I sure don't update this blog very often. So, let's see...
Since I've posted last:
John has replaced fear.incarnate.net, our long-standing webserver,
with a new box. This one has 750gig mirrored disks, whereas the old
one was constantly running out of space. Of course, since they're
John's disks, one of them died already. (Vendetta's DB server's hot
spare disk was DOA, and fear's two mirrored disks have died at the
same time in the past, and then there was the Micropolis disk
debacle.. in short, John has the worst luck with hard disks)
Apparently the warranty on them is good until 2012, so that's good.
Nanoblogger has been upgraded, and as a result my site got a little
facelift. Woo. It's.. uglier, I think.
I found out that my wife's coworker Jen's husband
Damon works at CarSpot.com,
where
Nick Purvis worked until
recently. I think Nick was a cofounder. Jen and Damon live right
down the street from us; the first time I met them was at their
wedding. Small world, I guess.
I also want to point out, belatedly, that I made it to 26th on the
ICFP 2007
contest, and with Ray's help our combined Guild Software effort
made it to 22nd. I didn't get to spend much time at all on this
contest as I was busy that weekend, but I'm pleased with how well we
did given the effort. (A sort of post-mortem is
here).
Speaking of programming contests, Damon's site reminded me of
Project Euler. It's pretty fun,
highly recommended. (see
my
profile - but you must be logged in for that).

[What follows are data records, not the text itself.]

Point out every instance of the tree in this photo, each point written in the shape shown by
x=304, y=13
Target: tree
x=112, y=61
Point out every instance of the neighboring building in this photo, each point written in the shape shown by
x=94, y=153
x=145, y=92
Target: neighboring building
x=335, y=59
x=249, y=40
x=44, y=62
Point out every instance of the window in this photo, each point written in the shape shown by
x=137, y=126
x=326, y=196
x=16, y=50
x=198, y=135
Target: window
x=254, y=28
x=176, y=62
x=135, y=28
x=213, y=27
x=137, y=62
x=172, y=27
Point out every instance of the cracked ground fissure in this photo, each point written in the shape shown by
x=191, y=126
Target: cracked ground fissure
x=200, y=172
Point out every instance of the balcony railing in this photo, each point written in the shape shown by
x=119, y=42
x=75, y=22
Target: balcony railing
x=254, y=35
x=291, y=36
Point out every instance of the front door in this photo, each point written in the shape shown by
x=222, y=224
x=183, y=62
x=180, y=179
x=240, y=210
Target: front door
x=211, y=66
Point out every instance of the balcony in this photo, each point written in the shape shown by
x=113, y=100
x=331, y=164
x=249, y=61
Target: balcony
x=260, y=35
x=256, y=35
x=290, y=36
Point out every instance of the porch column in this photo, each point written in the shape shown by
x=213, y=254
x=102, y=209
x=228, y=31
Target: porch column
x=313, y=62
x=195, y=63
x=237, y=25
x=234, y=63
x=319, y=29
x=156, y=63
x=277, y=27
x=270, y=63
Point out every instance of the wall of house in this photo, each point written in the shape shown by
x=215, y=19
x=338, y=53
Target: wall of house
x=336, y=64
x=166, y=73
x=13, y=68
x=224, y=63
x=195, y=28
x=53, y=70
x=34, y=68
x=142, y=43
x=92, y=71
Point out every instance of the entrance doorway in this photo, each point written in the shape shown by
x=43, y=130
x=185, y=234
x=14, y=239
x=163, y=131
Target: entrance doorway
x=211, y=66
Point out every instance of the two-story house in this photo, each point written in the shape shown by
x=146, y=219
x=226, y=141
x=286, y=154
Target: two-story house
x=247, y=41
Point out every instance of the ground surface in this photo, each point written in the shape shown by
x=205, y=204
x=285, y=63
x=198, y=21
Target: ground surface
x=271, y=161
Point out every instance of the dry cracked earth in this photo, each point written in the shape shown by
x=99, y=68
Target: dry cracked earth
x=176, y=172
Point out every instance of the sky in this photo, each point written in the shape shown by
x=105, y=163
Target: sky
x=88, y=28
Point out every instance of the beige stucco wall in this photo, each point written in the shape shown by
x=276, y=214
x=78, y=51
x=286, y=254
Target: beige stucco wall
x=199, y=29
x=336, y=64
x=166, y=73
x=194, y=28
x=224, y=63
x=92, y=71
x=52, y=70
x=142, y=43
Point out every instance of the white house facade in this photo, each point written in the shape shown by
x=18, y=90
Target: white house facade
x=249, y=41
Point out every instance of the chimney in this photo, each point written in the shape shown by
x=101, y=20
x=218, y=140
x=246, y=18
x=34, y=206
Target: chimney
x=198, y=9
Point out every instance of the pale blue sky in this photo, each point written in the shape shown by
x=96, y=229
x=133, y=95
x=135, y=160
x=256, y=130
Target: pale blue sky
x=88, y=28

I was also in the ~200s ranking (nothing to write home about) on the
Netflix Prize back in March but
I've fallen even lower (607 as of this writing - now that's
embarassing) since then. I used a maximum-likelihood singular value
decomposition approach except with a conjugate gradient optimizer
(L-BFGS, to be specific, a quasi-Newton method), which is a hell of a
lot more efficient than any gradient descent method with learning
rates that a lot of other people are using. But I didn't devote all
that much CPU time to it, and I need to do a fair amount of
preprocessing of the data to be more competitive. Seems a lot of
people are getting a handle on this very interesting problem.
The Netflix challenge been very educational for me as I've been able
to put a lot of stuff I learned from
David
MacKay's excellent book into context. If I come back to the
problem I'll probably try Hamiltonian Monte Carlo or Gibbs sampling in
order to get more than one sample to marginalize over.
Also, watch for the IOCCC 2006 results announcement in November...
If one of the two people who actually read this blog would like
elaboration on any topic I would be happy to oblige.